Move Over, Poe—The Real Godfather of Gothic Horror Was Nathaniel Hawthorne

“The ‘Scarlet Letter’ author’s short stories are like a Puritan ‘Twin Peaks’”

A century before H.P. Lovecraft (inspired by Hawthorne’s novel The House of the Seven Gables) depicted New England as a realm of terror and dread, Nathaniel Hawthorne was on the case, mining the region’s history for insights into the mind’s darker corners. Chiefly remembered today for The Scarlet Letter, that bane of high school curricula, Hawthorne’s highest achievements are actually found in his short stories. There, he examines the supposed innocence of the early American character, finding the darkness that lies beneath. 

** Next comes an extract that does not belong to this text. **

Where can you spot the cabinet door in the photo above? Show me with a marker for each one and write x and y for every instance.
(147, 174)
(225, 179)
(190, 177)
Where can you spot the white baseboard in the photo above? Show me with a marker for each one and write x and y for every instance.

On the Evolution of Female-Driven Gothic Narratives: A Reading List

“Christine Mangan Recommends Fiction that Honors and Upholds the Genre’s Enduring Legacy”

The Gothic, then, has been a particularly significant place for women, as, erased from the pages of history by a patriarchal lens, this genre has served as a space for female writers to reclaim history, a space to examine such matters as marriage and subjugation, the female body and autonomy. Topics that remain relevant today and often find their ways into mysteries, thrillers, horror, all of which ultimately locate their roots in what Gothic was and continues to be—a place where marginalized voices have space to write their cultural anxieties, as tropes are borrowed and reinvented and repurposed for the changing era in which they are written.

The Unruly Genius of Joyce Carol Oates

“In an era that fetishizes form, Oates has become America’s preëminent fiction writer by doing everything you’re not supposed to do.”

Joyce Carol Oates, one of the most prolific of all contemporary authors, recently turned 83. In this New York Times profile Leo Robson writes:

Among contemporary American fiction writers—and, since the deaths of Philip Roth and Toni Morrison, she possesses a strong claim to preëminence—Oates most clearly displays what Henry James called “the imagination of disaster,” a faculty or frailty she often gives to her creations. 

New Book Publisher Caters to Conservative Voices It Says Are Being Silenced

“All Seasons Press, led by two industry veterans, backs right-wing authors as mainstream houses face growing disputes over editorial decisions.”

The reckoning within the publishing industry continues to roil: “Two veteran book-publishing executives have teamed up to launch a conservative publishing house called All Seasons Press LLC as ideological debates roil a book industry increasingly fueled by demand for political titles.”